「芋辞書」とは――辞典の個性は編纂者の個性

(第71号、通巻91号)
    「芋(いも)」という言葉から連想するのは? 男爵いもやサツマイモを思い浮かべる人もいれば、肉じゃが、ポテトサラダ、ジャーマンポテトなどジャガイモ料理を頭に浮かべる人もいよう。しかし、このような直接的な連想を別とすれば、野暮ったい、あかぬけない、といったマイナス・イメージを持つ人が多いのではあるまいか。

    「(多く他の語に付いて)都会風に洗練されないものをあざけっていう語」。『明鏡国語辞典』(大修館書店)が、第二義として説明している内容だ。用例に「芋侍」をあげている。『広辞苑』第6版(DVD-ROM版、岩波書店)も「俗に、野暮ったい人や物をいう」という意味を示している。

    この語義を拡大して極端に表現したのが、個性的な語釈でなにかと話題の多い『新明解国語辞典』(三省堂)の編集主幹を務めた山田忠雄である。

    同辞典の初版(1972年1月24日発行)に「新たなるものを目ざして」と題して書いた「序」は、三省堂のホームページ《注1》から引用すると、「先行書数冊を机上にひろげ、適宜に取捨選択して一書を成すは、いわゆるパッチワークの最たるもの、所詮(しょせん)芋辞書の域を出ない」という過激な筆致。自分の作った辞書以外はみな「芋辞書」と言わんばかりだ。

    ちなみに、『新明解』自身は「芋」の語釈を、初版と2版では「(芋を主食とするほど貧乏な意)程度が低くて、論じるには足りない」とし、用例に「芋辞書」を挙げて「大学院の学生に下請けさせ、先行書の切り貼りででっち上げた、ちゃちな辞書」とまで書いている《注2》。穏健で公正、中立的な辞典のイメージからはあまりにもかけ離れた衝撃的な記述である。

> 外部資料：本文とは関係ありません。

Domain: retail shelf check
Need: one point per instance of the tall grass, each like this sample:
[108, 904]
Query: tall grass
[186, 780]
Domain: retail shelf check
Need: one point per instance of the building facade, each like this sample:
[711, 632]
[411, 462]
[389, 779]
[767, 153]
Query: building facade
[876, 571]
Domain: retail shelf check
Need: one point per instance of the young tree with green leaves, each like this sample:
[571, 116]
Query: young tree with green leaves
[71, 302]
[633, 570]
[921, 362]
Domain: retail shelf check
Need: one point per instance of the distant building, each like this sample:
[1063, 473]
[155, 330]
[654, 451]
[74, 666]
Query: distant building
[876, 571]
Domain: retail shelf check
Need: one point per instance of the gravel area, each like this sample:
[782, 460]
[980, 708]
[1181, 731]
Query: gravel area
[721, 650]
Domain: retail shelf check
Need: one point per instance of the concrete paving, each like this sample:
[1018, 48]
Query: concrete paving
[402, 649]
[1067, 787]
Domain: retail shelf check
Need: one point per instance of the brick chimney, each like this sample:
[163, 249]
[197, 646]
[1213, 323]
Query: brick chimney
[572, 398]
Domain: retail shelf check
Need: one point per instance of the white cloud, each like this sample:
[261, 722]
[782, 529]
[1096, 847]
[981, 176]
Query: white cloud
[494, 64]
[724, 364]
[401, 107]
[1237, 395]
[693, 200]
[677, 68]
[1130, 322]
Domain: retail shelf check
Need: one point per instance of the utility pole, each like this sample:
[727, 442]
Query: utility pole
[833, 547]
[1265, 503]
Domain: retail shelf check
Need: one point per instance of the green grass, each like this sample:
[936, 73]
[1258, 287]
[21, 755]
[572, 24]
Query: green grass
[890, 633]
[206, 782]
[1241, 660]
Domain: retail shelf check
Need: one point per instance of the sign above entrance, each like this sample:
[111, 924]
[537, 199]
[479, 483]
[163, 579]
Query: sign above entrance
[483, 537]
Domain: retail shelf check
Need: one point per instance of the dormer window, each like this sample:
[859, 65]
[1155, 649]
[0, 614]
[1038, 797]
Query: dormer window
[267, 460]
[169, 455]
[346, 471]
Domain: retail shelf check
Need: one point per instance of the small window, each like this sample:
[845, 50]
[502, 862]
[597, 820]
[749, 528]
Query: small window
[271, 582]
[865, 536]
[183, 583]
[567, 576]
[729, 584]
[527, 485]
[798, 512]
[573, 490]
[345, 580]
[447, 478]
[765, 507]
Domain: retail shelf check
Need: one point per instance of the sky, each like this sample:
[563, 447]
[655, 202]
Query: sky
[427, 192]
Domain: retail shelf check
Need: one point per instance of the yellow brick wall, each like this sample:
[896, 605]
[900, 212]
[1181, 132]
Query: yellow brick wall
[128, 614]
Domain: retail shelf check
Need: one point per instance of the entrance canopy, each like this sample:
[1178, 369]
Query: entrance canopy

    しかし、5版になると、「芋」の第二義は「かっこうが余りよくない人をあざけって言う言葉」と変わった(5版の編集作業中に主幹が亡くなったが、「芋辞書」の用例は3版から消えている)。変えるにしても、なぜこれほどまで極端に“軟化”したのか不思議だが、5版の編集委員会代表の柴田武はその「序」で、「本辞典の個性は、主幹・山田忠雄の資質から生まれたものである」と述べている。

    辞書に編纂(へんさん)者の個性が強く表れているのは英国の辞書の方がはるかに先輩だ。次回は英語辞典の有名なエピソードも交え、引き続き辞書の個性を取り上げたい。